NFL TV rights in a changing world: Barron’s details current deals and explores the league’s media future
NBC, Fox and CBS rights end after '22 regular season; ESPN's after '21; League can opt out of DirecTV's NFL Sunday Ticket next year

This past weekend, as the NFL was preparing to launch its 100th season, Barron’s ran a wonderfully detailed profile of the NFL’s television packages.
Football Season Is Here and It’s a Key Moment for the Future of TV (subscription required)
The in-depth piece serves as a handy scorecard of data covering current rights fees, television revenue figures, the current breadth of packaging and digital and tentacle engagements. The author Jack Hough also explored in broad view where the league might head in its next set of negotiations.
These are my bullet-point takeaways and comments:
Over the-air television
- Live sports are more important to television operators than ever before because the competition for scripted programming is aggressive. Netflix, among others, fights for viewers’ eyeballs at every waking hour.
- The NFL rules television. About 60% of the top 100 most watched telecasts in a typical year are NFL games. The number is 70% in years with no Olympics. (every other year)
- NFL viewership is down 11% since 2011. Not good, but still better than television overall which is down a whopping 40% in primetime.
- Collectively, the financial investments by NBC, CBS and Fox, the three over-the-air networks carrying the NFL on Sundays, are essentially flat.
- Each of the Sunday partners generates about $1 billion in annual ad revenue for their NFL broadcasts.
- The current rights deal with the league’s over the air network partners runs through the 2022-23 season. ESPN’s rights to Monday Night Football will expire a year earlier, at the end of the 2021-22 season. So, NBC, CBS and Fox have four seasons left and ESPN has three.
- The total number of dollars that NBC, CBS and ESPN spend with the NFL is $42.7 billion.
- There’s the intangible. Win, lose or draw, the networks use the big NFL audiences as lead-ins, promoting other programming like CBS’ 60 Minutes.
- The over the air networks in particular use the large viewership to extract higher retransmission fees from their affiliates. ESPN does so to justify high per subscriber monthly feels from their regional and national cable distributors.
- As published elsewhere, ABC (Disney) would like to figure out how to get a slice of the NFL package.
- According to Hough, the NFL might also package off-U. S.-soil games, those in London for instance, and sell them to a pursuer. A London game in 2017 was run by Yahoo.
Digital
- Tech companies can rear their cash-filled pockets to make a run for rights.
- Amazon’s Thursday Night rights which is available to its Prime customers attracted 500,000 viewers. The same game carried by Fox and distributed by the NFL Network, averaged 14.3 million and 6.6 million viewers respectively. Remember that Amazon produced its game coverage independently, with their own set of announcers, Hannah Storm and Andrew Kremer.
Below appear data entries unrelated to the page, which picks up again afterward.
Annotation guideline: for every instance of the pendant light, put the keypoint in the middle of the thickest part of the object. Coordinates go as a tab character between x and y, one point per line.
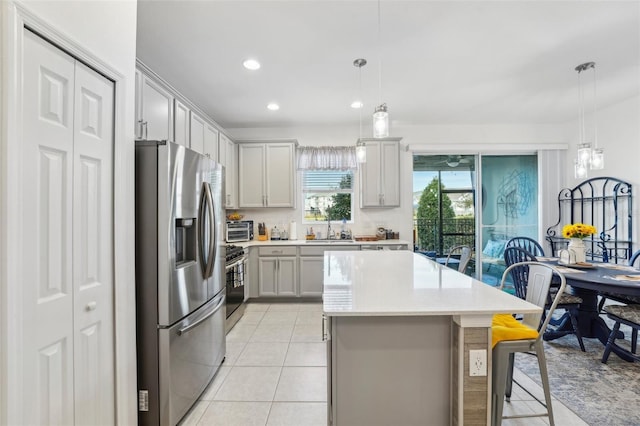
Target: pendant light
380	114
587	157
361	149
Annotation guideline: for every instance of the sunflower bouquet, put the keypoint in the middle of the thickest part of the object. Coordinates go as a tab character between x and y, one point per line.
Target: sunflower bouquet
578	230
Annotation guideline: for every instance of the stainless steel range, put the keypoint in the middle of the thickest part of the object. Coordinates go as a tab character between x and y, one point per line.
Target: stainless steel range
235	267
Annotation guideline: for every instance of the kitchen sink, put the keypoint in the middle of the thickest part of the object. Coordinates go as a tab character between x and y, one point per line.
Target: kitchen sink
331	241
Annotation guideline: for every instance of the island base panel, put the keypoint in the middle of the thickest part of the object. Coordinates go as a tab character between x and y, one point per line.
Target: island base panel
390	370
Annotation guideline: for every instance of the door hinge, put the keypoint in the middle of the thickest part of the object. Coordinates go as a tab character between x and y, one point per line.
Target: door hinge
143	400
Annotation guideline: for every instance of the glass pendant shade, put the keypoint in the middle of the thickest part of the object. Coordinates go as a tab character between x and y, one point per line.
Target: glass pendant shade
361	152
579	170
381	122
597	159
584	153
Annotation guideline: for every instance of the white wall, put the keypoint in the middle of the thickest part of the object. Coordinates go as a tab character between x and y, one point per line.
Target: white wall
453	138
107	31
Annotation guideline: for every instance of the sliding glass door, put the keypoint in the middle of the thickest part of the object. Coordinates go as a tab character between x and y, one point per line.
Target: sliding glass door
509	208
475	200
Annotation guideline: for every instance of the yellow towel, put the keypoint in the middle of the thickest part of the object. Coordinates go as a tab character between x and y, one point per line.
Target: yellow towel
506	327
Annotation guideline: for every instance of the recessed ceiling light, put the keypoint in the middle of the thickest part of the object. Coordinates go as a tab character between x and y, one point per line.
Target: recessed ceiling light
251	64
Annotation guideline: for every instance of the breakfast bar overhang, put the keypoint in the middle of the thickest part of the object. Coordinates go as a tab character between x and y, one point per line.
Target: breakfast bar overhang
399	329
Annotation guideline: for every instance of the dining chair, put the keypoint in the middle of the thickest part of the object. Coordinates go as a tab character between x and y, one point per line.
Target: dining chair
568	302
528	244
628	314
511	336
465	256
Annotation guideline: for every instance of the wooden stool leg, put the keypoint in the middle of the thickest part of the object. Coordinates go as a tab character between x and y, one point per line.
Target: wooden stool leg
499	382
544	376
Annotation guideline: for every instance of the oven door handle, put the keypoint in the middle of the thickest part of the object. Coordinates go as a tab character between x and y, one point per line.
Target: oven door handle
194	324
236	263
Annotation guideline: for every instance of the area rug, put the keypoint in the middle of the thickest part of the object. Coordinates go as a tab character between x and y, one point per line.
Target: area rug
600	394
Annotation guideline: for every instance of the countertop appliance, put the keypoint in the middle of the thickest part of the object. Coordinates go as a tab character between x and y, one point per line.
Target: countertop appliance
239	230
235	267
180	293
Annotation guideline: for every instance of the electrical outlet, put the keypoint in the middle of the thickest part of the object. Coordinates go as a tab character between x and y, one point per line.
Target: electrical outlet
478	362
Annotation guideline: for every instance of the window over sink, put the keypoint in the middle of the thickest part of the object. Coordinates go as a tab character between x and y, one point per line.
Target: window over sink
327	195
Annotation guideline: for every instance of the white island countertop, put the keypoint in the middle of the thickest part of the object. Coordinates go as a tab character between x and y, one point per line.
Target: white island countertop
400	283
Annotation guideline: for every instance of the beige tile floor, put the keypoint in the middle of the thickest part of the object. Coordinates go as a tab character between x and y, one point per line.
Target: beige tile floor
275	374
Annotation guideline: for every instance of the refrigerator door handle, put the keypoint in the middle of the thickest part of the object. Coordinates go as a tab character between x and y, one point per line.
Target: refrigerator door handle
213	241
194	324
205	205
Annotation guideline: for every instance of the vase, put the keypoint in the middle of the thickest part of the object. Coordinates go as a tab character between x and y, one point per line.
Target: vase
577	247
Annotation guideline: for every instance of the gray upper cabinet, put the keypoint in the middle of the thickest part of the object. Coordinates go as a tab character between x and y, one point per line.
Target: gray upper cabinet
211	142
380	175
228	157
181	124
197	127
266	174
155	109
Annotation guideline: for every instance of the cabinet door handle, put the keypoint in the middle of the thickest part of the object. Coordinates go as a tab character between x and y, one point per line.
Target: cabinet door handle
326	336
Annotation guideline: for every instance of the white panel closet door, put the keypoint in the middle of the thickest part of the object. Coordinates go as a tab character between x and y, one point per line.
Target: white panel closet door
68	348
47	163
93	320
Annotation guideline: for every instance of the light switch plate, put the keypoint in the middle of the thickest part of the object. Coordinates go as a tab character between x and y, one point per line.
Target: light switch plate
478	362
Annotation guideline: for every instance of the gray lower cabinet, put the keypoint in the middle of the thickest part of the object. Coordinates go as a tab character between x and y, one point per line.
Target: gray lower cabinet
311	275
277	271
311	265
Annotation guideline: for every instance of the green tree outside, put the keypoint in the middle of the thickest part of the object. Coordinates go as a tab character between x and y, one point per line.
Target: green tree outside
428	215
341	203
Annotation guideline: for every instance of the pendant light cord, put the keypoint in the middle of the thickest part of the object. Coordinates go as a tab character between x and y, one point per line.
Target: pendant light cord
379	60
595	116
581	132
361	102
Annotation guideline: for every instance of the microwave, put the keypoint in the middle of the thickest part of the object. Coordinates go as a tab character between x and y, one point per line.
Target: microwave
239	230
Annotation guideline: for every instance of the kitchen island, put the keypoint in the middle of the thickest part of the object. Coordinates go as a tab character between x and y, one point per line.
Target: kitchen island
399	328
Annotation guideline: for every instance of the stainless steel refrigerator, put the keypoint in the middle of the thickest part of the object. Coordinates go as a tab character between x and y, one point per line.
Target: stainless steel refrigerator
180	292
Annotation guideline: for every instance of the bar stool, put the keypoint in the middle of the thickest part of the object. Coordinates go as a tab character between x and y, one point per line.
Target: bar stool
510	336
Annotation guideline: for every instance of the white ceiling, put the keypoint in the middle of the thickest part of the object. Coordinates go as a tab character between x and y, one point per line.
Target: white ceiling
443	62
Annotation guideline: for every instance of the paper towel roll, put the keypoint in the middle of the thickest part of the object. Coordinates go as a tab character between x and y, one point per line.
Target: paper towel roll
293	235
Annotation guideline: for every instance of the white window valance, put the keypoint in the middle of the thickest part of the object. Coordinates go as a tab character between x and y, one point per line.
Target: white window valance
327	158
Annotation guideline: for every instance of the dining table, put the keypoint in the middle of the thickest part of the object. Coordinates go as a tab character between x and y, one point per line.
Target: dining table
588	281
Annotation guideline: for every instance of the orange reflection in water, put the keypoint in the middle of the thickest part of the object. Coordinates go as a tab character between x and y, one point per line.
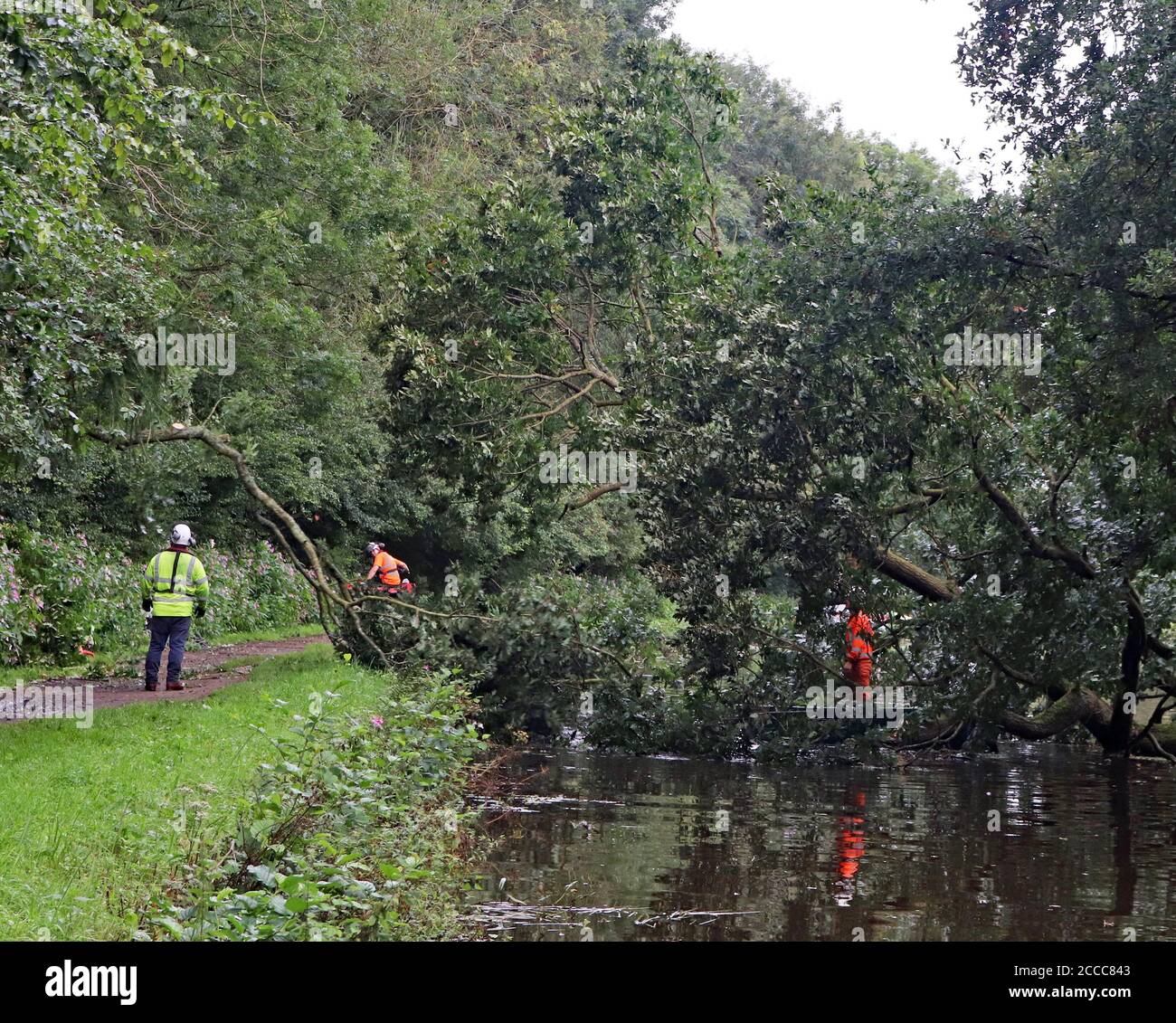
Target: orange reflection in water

Amazon’s hope was to attract women who are more active online shoppers.
- Why would the participation by technology companies increase the league’s revenue? Amazon paid $4 per viewer hour. ESPN paid half, $2. In other words, technology companies will likely pay more for the same NFL programming segment than traditional broadcast or cable players.
- It was suggested that technology companies are hamstrung to compete for rights because they lack the professional wherewithal to produce major sports broadcasts. They’d have to develop sports production units from scratch, in a manner similar to what Fox did in 1994 after winning a staggering bid for the league’s NFC package. Through it, David Hill, ex-Fox Sports head, became an industry household name. Frankly, in my view, staffing up won’t stand in the way of aggressive and savvy tech companies.
- The NFL smartly has always positioned its television by attracting more bidders than there are packages available for sale. In other words, there are more customers than product. The last time the NFL added a new scheduling segment was in 2006, scheduling games on Thursday nights. The league did so to build awareness for its newly launched NFL Network which ran the gamecasts. Today, less program segmentation leads to brisker bidding. It also eliminates an oversaturation of games. (There are two Sunday afternoon packages, Fox has the NFC and CBS has the AFC. NBC has Sunday nights and ESPN Monday nights. Then’s there’s the Thursday night package, shared by Fox, the NFL Network and Amazon Prime.)
More:
- Betting should help build viewership especially in blow outs; not only for the over/under of the final score or the margin of victory. Independent one-off bets, call it exotic wagering, will keep viewers’ eyes glued too, e.g. points per quarter, number of times third downs are executed satisfactorily and the like.
- The out-of-market rights NFL Sunday Ticket, currently owned by DirecTV (parent is AT&T) run through 2022. But the NFL has an opt out clause next year. Barron’s suggests that the league could sell these rights to a digital company or for that matter to ESPN’s aggressive streaming service. Yes, the number of rights-players and options are blossoming.
- Verizon has the exclusive mobile rights through a five-year $2 billion deal.
Fluid:
- The league’s collective bargaining agreement with its players might weigh on future negotiations. The deal expires at the end of the 2020-21 season. One of the major components that will be in-play is expanding from 16 to 18 regular season games. Doing so could swell the NFL coffers further.
Unsolicited note:
On more than one occasion, I have suggested Barron’s to my three children and at times gingerly to their better halves too.
Alan Abelson wrote the lead column for decades until a short time before his death at age 87 in 2013. Randall Forsyth has done an excellent job succeeding Abelson, writing the time-tested Up and Down Wall Street column.
Suggestion: When reading Barron’s, you’ll likely run into economic and market references that are unfamiliar. Don’t allow it to thwart your appetite to complete the read. Just Google terms with which you’re unacquainted and in most instances, you’ll understand the drift of the piece. Go for it! You’ll be better off for it.